This would allow us to write our own web interface which displays the agent’s current status and a button to change it to Available if needed. We would control the styling, so our Chrome automation scripting would be guaranteed to find things where it expects them. Alternatively, our control panel could just be a blank page with logic implemented on page load to check the agent status and change it to available using code from the SDK:

var routableState = agent.getAgentStates().filter(function(state) {
  return state.type === AgentStateType.ROUTABLE;
})[0];
agent.setState(routableState, {
  success: function() { ... },
  failure: function() { ... }
});

Simultaneous voicemail messages

We’ve only set up one voicemail agent with automated processes to make it available to take messages. An agent can only answer one call at a time, so if two callers tried to leave a message at the same time one of them would get stuck in on hold until the first caller had finished leaving their message. If that first caller takes longer than the voicemail queue’s defined time-out, the second caller would be told they need to call back later.

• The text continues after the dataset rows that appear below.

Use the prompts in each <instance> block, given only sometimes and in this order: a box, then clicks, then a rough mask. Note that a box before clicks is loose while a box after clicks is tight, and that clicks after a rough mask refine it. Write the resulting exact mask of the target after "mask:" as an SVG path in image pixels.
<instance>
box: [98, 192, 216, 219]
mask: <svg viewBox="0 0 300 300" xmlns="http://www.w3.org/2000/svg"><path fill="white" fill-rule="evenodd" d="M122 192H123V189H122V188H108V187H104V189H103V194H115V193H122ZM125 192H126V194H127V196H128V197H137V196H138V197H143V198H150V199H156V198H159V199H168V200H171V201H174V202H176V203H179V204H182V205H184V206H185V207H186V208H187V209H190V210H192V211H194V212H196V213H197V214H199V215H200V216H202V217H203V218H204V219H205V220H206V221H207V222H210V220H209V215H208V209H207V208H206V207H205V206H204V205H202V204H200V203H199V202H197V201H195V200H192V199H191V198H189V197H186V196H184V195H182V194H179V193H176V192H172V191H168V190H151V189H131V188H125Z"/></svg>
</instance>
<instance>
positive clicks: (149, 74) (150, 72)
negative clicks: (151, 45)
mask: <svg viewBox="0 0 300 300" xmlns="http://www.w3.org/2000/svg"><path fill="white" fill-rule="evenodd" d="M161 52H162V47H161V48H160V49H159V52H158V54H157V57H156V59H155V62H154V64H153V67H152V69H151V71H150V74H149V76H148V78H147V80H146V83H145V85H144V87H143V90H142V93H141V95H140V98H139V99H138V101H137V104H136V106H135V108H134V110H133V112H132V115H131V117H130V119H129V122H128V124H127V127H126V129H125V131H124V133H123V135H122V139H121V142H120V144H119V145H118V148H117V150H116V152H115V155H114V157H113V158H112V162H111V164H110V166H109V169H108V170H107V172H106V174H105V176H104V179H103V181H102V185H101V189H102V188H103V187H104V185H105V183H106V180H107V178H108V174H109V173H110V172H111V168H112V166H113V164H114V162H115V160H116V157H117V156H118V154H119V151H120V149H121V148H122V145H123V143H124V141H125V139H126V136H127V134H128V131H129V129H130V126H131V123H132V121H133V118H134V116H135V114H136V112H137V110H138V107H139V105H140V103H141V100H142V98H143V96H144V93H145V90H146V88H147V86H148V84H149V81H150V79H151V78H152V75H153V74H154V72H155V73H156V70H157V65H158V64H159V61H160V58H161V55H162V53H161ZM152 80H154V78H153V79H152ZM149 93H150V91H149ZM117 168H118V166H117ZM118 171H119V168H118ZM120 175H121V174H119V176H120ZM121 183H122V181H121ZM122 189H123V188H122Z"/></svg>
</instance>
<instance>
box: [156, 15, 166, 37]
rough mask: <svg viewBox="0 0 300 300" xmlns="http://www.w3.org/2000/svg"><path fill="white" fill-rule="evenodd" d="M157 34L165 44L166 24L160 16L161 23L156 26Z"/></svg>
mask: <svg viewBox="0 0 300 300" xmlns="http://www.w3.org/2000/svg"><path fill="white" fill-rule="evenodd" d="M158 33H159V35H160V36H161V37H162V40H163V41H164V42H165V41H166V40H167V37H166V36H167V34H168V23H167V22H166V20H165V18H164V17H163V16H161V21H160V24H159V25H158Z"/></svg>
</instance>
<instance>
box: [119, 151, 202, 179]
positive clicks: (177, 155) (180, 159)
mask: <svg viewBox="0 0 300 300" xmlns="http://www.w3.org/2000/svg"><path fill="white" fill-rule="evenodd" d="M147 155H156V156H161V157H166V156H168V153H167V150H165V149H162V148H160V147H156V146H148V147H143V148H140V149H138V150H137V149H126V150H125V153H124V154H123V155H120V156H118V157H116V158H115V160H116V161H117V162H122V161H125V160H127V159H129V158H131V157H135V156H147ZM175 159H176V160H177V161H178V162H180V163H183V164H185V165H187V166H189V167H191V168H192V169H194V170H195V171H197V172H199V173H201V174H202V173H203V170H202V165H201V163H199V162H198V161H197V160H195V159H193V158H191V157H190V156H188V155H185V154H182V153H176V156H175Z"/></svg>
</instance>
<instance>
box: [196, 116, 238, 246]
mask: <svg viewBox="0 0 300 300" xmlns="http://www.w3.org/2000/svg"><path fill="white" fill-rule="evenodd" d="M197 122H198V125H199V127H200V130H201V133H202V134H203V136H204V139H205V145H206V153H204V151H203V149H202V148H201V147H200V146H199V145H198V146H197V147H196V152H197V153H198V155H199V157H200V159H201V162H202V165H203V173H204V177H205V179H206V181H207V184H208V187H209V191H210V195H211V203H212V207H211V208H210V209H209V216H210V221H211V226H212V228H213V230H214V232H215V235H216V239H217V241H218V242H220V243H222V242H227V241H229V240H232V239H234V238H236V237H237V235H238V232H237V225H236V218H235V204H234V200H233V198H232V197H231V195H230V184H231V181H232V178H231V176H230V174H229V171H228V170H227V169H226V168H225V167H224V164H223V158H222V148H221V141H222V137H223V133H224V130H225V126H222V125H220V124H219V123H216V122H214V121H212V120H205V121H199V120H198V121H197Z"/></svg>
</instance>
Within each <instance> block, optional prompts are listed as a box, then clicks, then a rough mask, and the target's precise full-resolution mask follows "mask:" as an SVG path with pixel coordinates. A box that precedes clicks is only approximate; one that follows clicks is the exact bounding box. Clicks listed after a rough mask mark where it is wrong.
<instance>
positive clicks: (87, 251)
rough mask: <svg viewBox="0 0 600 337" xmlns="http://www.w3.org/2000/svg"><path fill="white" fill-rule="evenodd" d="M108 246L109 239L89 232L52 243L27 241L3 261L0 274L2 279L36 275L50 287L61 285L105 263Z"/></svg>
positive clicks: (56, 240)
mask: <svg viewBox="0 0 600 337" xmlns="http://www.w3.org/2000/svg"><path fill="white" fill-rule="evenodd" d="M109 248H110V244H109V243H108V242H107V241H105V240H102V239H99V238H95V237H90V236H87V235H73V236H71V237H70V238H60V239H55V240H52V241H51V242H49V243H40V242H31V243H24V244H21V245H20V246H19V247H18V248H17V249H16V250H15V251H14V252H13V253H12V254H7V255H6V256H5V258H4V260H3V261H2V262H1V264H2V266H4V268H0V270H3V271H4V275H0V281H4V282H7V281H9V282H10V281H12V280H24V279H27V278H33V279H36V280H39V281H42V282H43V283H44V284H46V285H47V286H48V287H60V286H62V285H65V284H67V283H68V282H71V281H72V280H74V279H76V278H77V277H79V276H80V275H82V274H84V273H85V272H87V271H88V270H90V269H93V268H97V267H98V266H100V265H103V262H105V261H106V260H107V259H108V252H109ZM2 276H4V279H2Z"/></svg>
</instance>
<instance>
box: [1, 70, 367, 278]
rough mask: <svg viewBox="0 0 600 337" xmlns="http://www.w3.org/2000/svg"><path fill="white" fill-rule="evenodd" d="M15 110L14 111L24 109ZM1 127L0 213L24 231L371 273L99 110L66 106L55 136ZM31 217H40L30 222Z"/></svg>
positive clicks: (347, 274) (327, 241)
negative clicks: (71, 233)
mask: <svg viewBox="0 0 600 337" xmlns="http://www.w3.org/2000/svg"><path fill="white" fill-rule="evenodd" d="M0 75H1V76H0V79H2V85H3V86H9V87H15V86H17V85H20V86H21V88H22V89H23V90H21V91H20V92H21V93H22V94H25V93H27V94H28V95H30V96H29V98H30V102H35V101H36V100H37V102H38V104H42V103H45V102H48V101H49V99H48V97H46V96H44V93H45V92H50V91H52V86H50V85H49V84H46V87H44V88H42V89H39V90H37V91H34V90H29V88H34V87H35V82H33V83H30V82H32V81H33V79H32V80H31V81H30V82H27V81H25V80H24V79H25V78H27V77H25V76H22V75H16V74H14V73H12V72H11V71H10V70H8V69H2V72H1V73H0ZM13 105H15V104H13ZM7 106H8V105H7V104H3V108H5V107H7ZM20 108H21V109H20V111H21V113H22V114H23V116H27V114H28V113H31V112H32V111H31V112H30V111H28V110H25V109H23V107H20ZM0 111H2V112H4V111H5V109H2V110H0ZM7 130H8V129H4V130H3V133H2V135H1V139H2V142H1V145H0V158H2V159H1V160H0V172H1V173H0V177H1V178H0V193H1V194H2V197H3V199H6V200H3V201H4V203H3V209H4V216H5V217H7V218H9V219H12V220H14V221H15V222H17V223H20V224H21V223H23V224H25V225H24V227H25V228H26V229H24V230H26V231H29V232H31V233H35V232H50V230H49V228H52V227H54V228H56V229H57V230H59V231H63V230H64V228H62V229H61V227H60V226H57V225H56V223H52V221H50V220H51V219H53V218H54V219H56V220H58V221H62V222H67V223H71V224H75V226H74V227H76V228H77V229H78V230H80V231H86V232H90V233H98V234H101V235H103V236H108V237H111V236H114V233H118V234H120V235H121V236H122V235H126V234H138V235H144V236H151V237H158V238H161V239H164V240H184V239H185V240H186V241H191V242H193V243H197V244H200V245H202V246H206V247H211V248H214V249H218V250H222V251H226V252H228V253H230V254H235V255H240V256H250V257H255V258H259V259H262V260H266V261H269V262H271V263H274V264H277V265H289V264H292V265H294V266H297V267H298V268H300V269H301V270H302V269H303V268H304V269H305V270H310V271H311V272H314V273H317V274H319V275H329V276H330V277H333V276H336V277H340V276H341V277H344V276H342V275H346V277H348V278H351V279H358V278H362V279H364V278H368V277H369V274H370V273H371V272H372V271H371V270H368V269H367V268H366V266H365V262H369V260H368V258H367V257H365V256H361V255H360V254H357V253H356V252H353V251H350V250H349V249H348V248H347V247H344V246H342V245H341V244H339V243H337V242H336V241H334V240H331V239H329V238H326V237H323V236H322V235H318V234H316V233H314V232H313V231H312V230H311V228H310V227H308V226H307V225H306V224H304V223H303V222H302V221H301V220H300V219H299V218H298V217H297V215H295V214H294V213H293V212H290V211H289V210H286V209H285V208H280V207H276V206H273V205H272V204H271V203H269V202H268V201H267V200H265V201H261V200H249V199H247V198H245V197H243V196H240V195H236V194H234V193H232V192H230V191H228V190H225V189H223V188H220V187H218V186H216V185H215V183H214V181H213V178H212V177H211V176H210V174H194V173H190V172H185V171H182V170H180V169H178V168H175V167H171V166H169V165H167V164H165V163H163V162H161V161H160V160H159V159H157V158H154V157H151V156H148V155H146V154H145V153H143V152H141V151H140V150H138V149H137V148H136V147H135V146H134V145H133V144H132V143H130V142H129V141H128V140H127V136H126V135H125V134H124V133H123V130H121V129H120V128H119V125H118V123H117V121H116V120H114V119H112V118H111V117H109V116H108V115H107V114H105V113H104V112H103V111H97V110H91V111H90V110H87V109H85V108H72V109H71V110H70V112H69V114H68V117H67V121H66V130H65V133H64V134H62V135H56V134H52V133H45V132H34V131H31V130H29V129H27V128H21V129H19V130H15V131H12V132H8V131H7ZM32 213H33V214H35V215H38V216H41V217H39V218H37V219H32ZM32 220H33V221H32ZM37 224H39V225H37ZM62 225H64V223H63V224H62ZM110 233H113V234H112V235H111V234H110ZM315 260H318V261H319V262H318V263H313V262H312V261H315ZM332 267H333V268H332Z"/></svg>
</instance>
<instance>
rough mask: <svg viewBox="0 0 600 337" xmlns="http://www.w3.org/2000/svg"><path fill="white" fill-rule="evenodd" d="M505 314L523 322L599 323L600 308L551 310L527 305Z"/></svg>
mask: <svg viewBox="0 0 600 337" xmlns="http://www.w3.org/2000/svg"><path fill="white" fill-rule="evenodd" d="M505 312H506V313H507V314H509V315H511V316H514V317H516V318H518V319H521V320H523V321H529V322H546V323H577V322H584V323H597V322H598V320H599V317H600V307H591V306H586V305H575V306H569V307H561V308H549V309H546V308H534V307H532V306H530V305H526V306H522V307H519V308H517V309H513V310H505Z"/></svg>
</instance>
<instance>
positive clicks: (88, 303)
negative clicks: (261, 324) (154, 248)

To avoid this, we could set up a pool of voicemail agents to take the calls. We might need to pay for a phone number for each of them unless we’re able to set the same desk phone number on multiple agents.

Step Functions

If you’ve read through the lambda code from Part 2 of this blog post, you’d notice we do a lot of waiting for the Transcribe job to complete. Step functions would be a better way to handle this work-flow, but since we’re not expecting to handle thousands of voicemail messages, it wouldn’t actually save us much in service costs compared to the longer lambda execution time we have currently.

SES

Using SNS to notify us of new messages was a good first step, but this limits us to using plain text and having to provide a link to download the recording’s audio file.

Bringing Amazon’s Simple Email Service (SES) into the solution would let us format the messages using HTML, and perhaps even attach the recording to the email if we transcoded it to a compressed format first.

Summary

We hope you’ve found this series of posts useful. It might convince you to just use a 3rd party voicemail solution, but we were keen for the challenge of keeping the whole solution AWS native. It might not be 100% reliable, but it’s likely to be better than turning away callers completely as we’ve been doing prior to this.

We’ve published the full example here on GitHub - https://github.com/KZNGroup/serverless-connect-voicemail.